As always, Juliana arranged her skirts and took her seat gracefully, although her fingers trembled as she smoothed her skirts. Sir Edmund said nothing, but his left eyebrow rose fractionally. A comment, or appreciation? She did not know him well enough to interpret his movements yet. Might as well start with her statement.

“I did not kill my husband.”

“Tell me more,” Mr. Fielding said, taking his own seat once more, his expression of deep satisfaction.

Sir Edmund pulled a chair up to sit by her side. He appeared at home in this place that smelled of ink, paper and furniture polish, the room that must be reasonably spacious but was so full it now seemed cramped. She liked it. It was so full of life and living, not empty posturing.

Her surroundings calmed her, and she could tell her story without too much emotion. She skimmed past the more intimate parts of the description. Even so, she had been afraid of bursting into tears again, but she kept herself free of that.
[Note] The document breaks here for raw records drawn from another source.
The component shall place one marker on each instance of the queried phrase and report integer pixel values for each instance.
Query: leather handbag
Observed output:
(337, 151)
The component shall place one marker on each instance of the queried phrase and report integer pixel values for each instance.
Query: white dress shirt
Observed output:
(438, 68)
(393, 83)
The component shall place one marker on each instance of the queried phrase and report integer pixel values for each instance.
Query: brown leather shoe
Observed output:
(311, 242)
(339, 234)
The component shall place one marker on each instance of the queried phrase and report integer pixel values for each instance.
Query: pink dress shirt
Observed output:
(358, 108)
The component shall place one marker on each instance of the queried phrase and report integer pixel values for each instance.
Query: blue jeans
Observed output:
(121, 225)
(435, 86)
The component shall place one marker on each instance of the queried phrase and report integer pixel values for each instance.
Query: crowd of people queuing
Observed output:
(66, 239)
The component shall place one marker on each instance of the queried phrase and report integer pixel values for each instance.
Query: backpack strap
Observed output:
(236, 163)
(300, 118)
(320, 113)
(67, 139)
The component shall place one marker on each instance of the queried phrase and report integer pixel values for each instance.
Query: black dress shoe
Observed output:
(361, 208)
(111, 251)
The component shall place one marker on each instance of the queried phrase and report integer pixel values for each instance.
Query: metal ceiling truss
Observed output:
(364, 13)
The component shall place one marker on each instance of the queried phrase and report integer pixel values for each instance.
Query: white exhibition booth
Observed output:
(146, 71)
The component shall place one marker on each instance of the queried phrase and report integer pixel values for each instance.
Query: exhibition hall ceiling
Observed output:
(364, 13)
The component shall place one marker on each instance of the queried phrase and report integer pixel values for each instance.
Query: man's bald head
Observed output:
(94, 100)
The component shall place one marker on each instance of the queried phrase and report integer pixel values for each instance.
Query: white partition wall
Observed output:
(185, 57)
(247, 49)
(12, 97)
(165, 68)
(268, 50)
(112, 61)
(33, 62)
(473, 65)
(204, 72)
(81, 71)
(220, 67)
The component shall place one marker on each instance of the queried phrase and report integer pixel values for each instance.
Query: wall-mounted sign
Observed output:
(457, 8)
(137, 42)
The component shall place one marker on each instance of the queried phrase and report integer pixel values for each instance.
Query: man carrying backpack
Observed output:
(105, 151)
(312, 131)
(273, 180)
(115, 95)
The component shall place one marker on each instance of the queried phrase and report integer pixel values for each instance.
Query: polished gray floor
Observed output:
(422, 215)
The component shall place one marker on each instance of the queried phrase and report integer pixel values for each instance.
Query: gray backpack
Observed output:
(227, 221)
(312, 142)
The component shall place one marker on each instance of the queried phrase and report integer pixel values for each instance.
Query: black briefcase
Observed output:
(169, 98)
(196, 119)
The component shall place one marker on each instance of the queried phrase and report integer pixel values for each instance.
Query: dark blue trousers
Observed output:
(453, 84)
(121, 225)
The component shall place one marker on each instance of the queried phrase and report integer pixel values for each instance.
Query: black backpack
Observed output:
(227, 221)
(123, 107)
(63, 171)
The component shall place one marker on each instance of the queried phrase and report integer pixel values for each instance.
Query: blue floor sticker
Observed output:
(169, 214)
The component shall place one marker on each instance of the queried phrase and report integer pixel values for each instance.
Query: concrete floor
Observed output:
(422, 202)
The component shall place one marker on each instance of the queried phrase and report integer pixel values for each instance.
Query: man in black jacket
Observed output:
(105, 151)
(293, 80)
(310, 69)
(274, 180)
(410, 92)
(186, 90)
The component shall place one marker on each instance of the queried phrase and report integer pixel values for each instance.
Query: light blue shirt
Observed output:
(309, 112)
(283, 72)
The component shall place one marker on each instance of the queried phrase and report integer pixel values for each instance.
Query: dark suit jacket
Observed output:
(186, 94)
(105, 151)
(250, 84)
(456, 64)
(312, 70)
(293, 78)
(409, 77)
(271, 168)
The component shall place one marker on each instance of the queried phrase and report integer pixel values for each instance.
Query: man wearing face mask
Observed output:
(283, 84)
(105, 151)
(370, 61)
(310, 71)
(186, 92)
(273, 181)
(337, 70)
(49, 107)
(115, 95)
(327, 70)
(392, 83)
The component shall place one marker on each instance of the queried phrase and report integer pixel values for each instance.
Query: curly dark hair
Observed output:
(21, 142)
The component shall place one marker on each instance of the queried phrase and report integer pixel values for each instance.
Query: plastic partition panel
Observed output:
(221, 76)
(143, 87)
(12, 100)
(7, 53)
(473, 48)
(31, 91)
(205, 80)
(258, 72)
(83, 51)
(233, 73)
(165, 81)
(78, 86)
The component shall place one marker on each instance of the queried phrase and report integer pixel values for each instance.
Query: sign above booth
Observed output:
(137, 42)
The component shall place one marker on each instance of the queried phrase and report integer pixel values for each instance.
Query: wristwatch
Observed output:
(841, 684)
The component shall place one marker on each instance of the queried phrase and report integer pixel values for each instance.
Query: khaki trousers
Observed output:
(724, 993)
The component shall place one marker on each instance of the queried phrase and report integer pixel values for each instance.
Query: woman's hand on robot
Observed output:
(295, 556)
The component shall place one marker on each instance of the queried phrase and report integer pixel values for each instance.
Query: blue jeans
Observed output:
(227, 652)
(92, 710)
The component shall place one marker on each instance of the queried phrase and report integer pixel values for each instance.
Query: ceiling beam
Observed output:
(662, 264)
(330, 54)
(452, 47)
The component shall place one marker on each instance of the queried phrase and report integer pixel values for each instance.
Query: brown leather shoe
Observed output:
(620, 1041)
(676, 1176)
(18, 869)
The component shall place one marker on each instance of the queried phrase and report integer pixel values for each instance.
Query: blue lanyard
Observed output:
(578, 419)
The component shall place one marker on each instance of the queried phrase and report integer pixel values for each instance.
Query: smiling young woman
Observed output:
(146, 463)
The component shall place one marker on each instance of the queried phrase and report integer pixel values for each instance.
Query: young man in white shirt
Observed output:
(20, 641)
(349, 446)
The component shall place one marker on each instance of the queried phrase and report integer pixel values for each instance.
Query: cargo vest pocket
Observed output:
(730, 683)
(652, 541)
She thought through the events, and recited them again. This time nobody interrupted her, except the ever-present shouts from outside which were her new normality.

But when a shout of “Kill the bitch!” floated up to them, Sir Edmund got to his feet and went to the window.

“Oh dear.” Careful not to turn his back on the glass, he stepped to the side of a bookcase, where he could still see what was going on outside, and keep clear of becoming a target. “The mob has followed us here. At least some people have. Fifty or so, by my reckoning.”

Mr. Fielding shrugged. “It happens on a fairly regular basis. Could you call my clerk, please?”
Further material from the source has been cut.